WASHINGTON (JTA) — A key congressman said he would block Iran sanctions legislation while President Obama reaches out to Iran.
“I fully support the administration’s strategy of direct diplomatic engagement with Iran, and I have no intention of moving this bill though the legislative process in the near future,” U.S. Rep. Howard Berman (D-Calif.), the chairman of the U.S. House of Representatives Foreign Affairs Committee, said of a pending Iran sanctions bill.
Instead, he said, “the purpose of my bill is to demonstrate to one and all — but particularly to the Iranian regime — the importance that the U.S. Congress places on the Iranian nuclear issue.”
The bill will still gather co-sponsors even as it is held in committee; signing by a majority of House members would be a measure of the political backing for sanctions. In the previous Congress, similar sanctions gathered overwhelming support.
Obama has pledged to combine sanctions with outreach in his bid to have Iran end its suspected nuclear weapons program.
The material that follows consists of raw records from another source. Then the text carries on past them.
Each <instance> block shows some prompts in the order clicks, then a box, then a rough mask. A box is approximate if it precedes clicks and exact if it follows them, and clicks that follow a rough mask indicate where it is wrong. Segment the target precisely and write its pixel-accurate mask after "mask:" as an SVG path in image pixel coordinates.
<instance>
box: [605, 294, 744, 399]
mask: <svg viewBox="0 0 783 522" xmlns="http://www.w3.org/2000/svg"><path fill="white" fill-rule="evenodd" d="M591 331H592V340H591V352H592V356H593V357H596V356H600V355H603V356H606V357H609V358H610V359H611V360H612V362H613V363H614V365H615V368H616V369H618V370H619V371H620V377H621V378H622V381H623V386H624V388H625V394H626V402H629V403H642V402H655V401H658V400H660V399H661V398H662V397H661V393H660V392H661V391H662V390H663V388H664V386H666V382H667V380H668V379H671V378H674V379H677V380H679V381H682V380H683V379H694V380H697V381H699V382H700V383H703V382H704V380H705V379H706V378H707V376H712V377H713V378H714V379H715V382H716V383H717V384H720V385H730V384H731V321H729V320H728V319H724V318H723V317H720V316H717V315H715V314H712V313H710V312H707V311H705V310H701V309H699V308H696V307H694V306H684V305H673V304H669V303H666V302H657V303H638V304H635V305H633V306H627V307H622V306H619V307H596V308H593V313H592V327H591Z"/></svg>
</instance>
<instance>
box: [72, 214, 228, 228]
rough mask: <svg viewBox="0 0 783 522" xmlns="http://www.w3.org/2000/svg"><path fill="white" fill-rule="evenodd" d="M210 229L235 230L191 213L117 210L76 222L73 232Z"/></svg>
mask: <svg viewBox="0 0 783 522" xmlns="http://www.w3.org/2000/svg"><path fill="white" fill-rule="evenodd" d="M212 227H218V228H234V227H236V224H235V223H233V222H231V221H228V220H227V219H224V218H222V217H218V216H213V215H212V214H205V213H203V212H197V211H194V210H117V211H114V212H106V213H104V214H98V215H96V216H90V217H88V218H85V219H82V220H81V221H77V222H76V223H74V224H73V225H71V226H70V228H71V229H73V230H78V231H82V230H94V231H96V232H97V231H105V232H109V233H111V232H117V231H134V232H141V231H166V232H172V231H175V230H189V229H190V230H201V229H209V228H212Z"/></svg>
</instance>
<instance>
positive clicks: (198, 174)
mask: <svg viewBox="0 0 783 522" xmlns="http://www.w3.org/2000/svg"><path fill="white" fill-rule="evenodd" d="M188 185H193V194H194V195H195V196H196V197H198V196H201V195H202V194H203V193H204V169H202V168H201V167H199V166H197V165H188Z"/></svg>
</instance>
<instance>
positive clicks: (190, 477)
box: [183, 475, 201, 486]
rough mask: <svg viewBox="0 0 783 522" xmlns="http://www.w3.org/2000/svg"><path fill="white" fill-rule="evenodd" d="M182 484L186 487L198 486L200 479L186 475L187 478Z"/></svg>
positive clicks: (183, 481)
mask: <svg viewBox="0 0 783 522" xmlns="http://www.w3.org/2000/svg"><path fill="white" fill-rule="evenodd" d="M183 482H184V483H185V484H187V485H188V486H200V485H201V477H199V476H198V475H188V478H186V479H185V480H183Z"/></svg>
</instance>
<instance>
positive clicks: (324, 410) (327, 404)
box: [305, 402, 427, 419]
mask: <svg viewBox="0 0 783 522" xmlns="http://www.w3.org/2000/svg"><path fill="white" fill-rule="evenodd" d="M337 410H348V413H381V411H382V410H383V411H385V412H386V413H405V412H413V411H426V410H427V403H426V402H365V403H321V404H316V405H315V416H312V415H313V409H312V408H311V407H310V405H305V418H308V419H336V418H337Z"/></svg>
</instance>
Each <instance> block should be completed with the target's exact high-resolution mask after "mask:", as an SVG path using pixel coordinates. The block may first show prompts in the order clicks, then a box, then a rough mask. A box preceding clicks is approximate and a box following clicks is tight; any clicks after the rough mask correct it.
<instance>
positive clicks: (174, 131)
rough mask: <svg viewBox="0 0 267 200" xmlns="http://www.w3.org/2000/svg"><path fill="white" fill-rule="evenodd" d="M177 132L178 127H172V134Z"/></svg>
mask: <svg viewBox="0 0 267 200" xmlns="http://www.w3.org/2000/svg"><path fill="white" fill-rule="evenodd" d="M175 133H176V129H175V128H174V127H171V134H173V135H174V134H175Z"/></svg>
His top Iran strategist, Dennis Ross, has yet to make public the administration’s plan.
Berman said he hoped he never would have to advance the legislation and that Iran at last would comply with the "repeatedly expressed demand of the international community to verifiably suspend its uranium enrichment program and to end its pursuit of nuclear weapons once and for all."
Berman joined other House Democratic leaders in a letter sent in March to Obama that supported engagement but said it must not be "open-ended."
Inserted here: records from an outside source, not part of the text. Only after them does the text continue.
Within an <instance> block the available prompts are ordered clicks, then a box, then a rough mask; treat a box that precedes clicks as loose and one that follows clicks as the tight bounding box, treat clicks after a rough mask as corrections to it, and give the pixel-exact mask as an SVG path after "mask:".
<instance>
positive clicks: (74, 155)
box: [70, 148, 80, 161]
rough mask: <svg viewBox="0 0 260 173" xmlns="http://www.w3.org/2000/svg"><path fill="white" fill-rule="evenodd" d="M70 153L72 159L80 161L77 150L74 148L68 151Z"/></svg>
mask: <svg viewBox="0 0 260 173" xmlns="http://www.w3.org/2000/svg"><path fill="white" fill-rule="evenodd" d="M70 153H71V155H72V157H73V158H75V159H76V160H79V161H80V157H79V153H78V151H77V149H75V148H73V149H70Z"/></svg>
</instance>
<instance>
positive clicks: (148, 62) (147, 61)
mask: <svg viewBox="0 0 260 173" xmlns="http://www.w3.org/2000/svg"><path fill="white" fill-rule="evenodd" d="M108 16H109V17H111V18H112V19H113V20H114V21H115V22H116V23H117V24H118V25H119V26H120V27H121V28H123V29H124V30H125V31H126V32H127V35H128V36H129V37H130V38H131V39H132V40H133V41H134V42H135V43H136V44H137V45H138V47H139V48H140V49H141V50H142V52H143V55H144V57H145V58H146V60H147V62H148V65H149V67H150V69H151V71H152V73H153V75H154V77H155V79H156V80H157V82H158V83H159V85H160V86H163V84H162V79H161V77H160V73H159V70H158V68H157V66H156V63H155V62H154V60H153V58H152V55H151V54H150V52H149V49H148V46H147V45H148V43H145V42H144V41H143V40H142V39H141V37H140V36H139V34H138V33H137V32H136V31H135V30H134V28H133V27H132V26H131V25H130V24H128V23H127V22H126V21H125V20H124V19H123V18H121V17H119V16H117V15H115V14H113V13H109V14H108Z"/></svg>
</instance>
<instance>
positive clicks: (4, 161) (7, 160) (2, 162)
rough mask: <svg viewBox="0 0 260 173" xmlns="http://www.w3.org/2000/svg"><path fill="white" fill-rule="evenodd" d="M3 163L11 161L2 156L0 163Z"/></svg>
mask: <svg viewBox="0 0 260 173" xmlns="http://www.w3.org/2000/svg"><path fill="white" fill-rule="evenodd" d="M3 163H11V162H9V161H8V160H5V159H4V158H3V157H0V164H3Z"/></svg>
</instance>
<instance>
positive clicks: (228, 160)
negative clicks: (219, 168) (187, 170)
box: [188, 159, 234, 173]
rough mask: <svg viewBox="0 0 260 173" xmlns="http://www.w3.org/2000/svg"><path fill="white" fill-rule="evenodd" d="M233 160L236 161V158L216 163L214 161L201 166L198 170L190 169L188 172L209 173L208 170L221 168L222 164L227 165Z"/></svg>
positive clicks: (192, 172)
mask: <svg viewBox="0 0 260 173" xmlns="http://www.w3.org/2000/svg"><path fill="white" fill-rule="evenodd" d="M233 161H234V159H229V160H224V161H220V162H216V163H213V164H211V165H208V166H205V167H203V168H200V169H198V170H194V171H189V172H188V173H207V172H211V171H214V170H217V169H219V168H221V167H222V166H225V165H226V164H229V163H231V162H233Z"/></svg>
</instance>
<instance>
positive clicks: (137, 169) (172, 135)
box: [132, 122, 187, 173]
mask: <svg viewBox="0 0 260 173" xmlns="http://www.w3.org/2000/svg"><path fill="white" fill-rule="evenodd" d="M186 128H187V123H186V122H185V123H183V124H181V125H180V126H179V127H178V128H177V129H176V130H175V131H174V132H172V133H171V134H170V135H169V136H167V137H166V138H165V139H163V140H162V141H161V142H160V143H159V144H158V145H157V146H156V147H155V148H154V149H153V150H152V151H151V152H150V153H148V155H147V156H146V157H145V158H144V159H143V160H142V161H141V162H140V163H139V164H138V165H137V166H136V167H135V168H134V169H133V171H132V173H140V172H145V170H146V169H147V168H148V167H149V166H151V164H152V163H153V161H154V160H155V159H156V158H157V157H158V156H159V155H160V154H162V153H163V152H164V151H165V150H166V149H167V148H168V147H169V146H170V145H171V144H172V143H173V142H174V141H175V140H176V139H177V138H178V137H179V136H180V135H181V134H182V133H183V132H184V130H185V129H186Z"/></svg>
"Iran must verifiably suspend its uranium enrichment program within at most a few months of the initiation of discussions," said that letter, whose lead signatory was the House majority leader, Rep. Steny Hoyer (D-Md.).
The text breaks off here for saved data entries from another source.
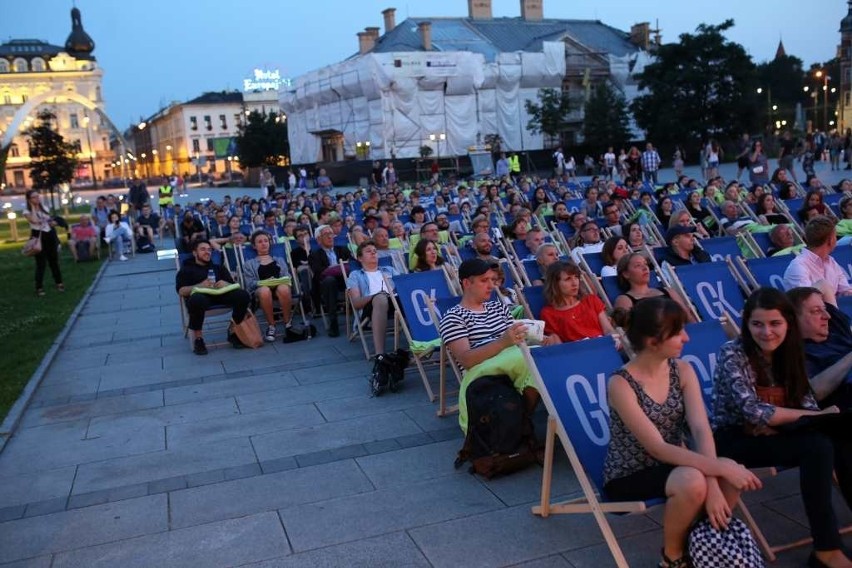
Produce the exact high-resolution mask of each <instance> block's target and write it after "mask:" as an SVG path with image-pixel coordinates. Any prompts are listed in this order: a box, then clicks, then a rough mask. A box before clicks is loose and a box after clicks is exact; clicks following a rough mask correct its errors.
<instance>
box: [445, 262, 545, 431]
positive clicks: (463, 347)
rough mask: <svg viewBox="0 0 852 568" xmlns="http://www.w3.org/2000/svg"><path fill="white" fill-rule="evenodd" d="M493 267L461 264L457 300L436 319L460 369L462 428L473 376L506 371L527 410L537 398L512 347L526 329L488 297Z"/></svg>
mask: <svg viewBox="0 0 852 568" xmlns="http://www.w3.org/2000/svg"><path fill="white" fill-rule="evenodd" d="M495 268H497V263H496V262H495V263H490V262H487V261H485V260H482V259H481V258H473V259H470V260H466V261H464V262H462V263H461V265H460V266H459V271H458V272H459V281H460V282H461V285H462V290H463V292H462V299H461V302H459V304H458V305H456V306H453V307H452V308H450V309H449V310H447V312H446V313H445V314H444V316H443V317H442V318H441V340H442V341H443V343H444V345H445V346H446V347H447V349H449V350H450V353H452V355H453V358H455V360H456V361H458V363H459V364H460V365H461V366H462V367H463V368H464V370H465V375H464V379H463V380H462V385H461V389H460V394H459V425H460V426H461V428H462V430H464V431H465V432H466V431H467V406H466V402H465V392H466V391H467V387H468V386H469V385H470V383H471V382H473V380H475V379H476V378H478V377H481V376H485V375H498V374H507V375H509V376H510V377H511V378H512V382H513V383H514V385H515V388H516V389H517V390H518V392H520V393H522V394H523V396H524V401H525V403H526V405H527V409H528V410H529V411H530V412H531V411H532V410H533V409H534V408H535V405H536V403H537V402H538V399H539V395H538V391H537V390H535V387H534V386H533V385H534V380H533V379H532V376H531V375H530V373H529V369H527V367H526V364H525V363H524V362H523V355H522V354H521V351H520V350H519V349H517V347H516V346H517V345H519V344H520V343H522V342H523V341H524V339H525V337H526V333H527V327H526V326H525V325H524V324H522V323H520V322H516V321H514V320H513V319H512V316H511V315H510V313H509V308H508V307H507V306H506V305H504V304H503V303H502V302H500V301H499V300H493V301H492V300H491V299H490V298H491V293H492V292H493V291H494V288H495V287H496V278H497V274H496V272H495V271H494V269H495Z"/></svg>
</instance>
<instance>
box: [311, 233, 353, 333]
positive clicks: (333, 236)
mask: <svg viewBox="0 0 852 568" xmlns="http://www.w3.org/2000/svg"><path fill="white" fill-rule="evenodd" d="M317 242H318V243H319V245H320V248H318V249H316V250H312V251H311V253H310V254H309V255H308V264H309V265H310V267H311V273H312V274H313V286H312V292H313V302H314V306H318V305H320V302H322V306H323V308H325V313H326V314H327V315H328V318H329V326H328V336H329V337H337V336H338V335H340V327H339V326H338V323H337V293H338V291H341V290H345V289H346V285H345V282H344V280H343V274H341V272H340V271H339V269H337V268H336V265H337V264H339V263H341V262H346V261H348V260H349V259H350V258H352V254H351V253H350V252H349V249H348V248H346V247H341V246H334V231H333V230H332V229H331V227H329V226H328V225H323V226H321V227H320V228H319V229H318V230H317Z"/></svg>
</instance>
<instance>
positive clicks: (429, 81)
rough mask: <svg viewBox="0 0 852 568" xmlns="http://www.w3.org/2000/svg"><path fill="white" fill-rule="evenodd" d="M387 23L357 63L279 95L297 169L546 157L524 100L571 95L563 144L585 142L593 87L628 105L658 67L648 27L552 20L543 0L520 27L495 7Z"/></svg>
mask: <svg viewBox="0 0 852 568" xmlns="http://www.w3.org/2000/svg"><path fill="white" fill-rule="evenodd" d="M382 15H383V17H384V34H383V35H380V30H379V28H378V27H368V28H366V29H364V31H361V32H358V34H357V36H358V52H357V53H356V54H354V55H353V56H351V57H350V58H348V59H346V60H345V61H342V62H340V63H335V64H333V65H329V66H327V67H324V68H322V69H318V70H315V71H312V72H310V73H307V74H305V75H303V76H301V77H298V78H296V79H295V80H294V81H293V83H292V86H291V87H290V88H287V89H282V90H281V91H279V96H280V103H281V107H282V110H283V111H284V112H285V113H286V114H287V117H288V131H289V138H290V146H291V159H292V161H293V163H313V162H334V161H341V160H345V159H353V158H354V159H361V160H364V159H389V158H397V157H398V158H414V157H418V156H420V154H421V148H422V147H424V146H427V147H429V148H430V150H431V153H432V155H433V156H436V157H439V158H440V157H442V156H458V155H462V154H466V153H467V152H468V150H469V148H471V147H478V146H481V145H483V144H484V142H485V140H487V139H488V138H489V137H490V136H493V135H499V137H500V139H501V142H502V144H501V147H502V148H504V149H506V150H509V151H527V150H538V149H542V148H544V147H547V146H550V142H551V141H548V140H545V139H544V138H543V136H542V135H541V134H532V133H531V132H529V131H528V129H527V123H528V122H529V118H530V117H529V115H528V113H527V112H526V109H525V104H524V103H525V101H526V100H533V101H535V100H537V94H538V90H539V89H541V88H545V87H550V88H561V89H562V90H563V91H567V92H568V93H569V96H570V97H571V99H572V101H573V102H574V103H575V104H574V105H573V107H574V108H575V109H576V110H575V111H573V112H572V114H571V116H570V125H569V127H568V129H567V131H566V132H565V133H564V137H565V139H567V140H568V141H569V143H570V142H571V141H576V142H580V141H581V137H582V134H581V133H582V124H583V117H584V112H583V102H584V101H585V100H586V99H587V97H588V96H589V92H590V89H592V88H594V86H595V85H596V84H598V83H600V82H603V81H609V82H610V84H611V85H612V86H614V87H615V88H616V89H618V90H619V91H621V93H622V94H623V95H624V96H625V98H626V99H627V100H628V102H629V101H630V100H632V99H633V98H634V97H635V96H636V94H637V91H638V88H637V86H636V84H635V81H634V80H633V77H634V76H635V75H636V74H637V73H638V72H641V70H642V69H643V68H644V67H645V65H646V64H647V63H648V62H650V61H651V58H652V50H653V49H652V48H653V46H652V42H651V37H650V35H651V29H650V26H649V25H648V24H647V23H645V24H638V25H636V26H634V27H633V29H632V30H631V32H630V33H627V32H623V31H620V30H618V29H615V28H613V27H611V26H608V25H606V24H604V23H602V22H600V21H597V20H561V19H549V18H544V14H543V6H542V2H541V1H540V0H521V14H520V16H519V17H512V18H505V17H502V18H494V17H493V15H492V10H491V2H490V0H469V1H468V17H466V18H444V17H430V18H418V17H410V18H406V19H405V20H404V21H403V22H401V23H400V24H399V25H397V24H396V21H395V10H394V9H393V8H388V9H386V10H384V11H383V12H382ZM658 41H659V37H657V42H658ZM636 137H637V138H642V134H641V133H638V132H637V133H636Z"/></svg>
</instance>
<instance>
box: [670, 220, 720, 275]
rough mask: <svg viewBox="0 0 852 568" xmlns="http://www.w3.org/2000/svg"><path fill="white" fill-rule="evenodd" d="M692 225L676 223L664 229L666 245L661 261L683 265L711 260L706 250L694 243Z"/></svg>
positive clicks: (709, 261) (694, 234)
mask: <svg viewBox="0 0 852 568" xmlns="http://www.w3.org/2000/svg"><path fill="white" fill-rule="evenodd" d="M694 231H695V229H694V227H684V226H683V225H677V226H675V227H672V228H671V229H669V230H668V231H666V242H667V243H669V246H668V247H666V251H665V254H664V256H663V262H668V263H669V264H671V265H672V266H684V265H687V264H701V263H703V262H711V259H710V255H709V254H707V251H705V250H704V249H702V248H701V247H699V246H698V245H697V244H695V234H694Z"/></svg>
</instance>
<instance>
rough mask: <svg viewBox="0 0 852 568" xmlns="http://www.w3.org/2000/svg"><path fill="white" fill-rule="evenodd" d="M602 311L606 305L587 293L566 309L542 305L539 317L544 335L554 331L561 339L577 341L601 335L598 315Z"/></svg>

Berman’s bill borrows language from one already under consideration, introduced in April by U.S. Reps. Brad Sherman (D-Calif.) and Mark Kirk (R-Ill.), as well as a similar bill introduced in the Senate this week by Sens. Evan Bayh (D-Ind.), Joe Lieberman (I-Conn.) and Jon Kyl (R-Ariz.).
The bill grants the president the ability to ban U.S. dealings with any entity that deals with Iran’s energy sector. Its "findings" — the introductory section that sets the tone of the bill — quote heavily from Obama’s campaign pledges to sanction Iran.
Any such bill must past review by Berman’s committee; his pledge to hold it effectively stymies it for now.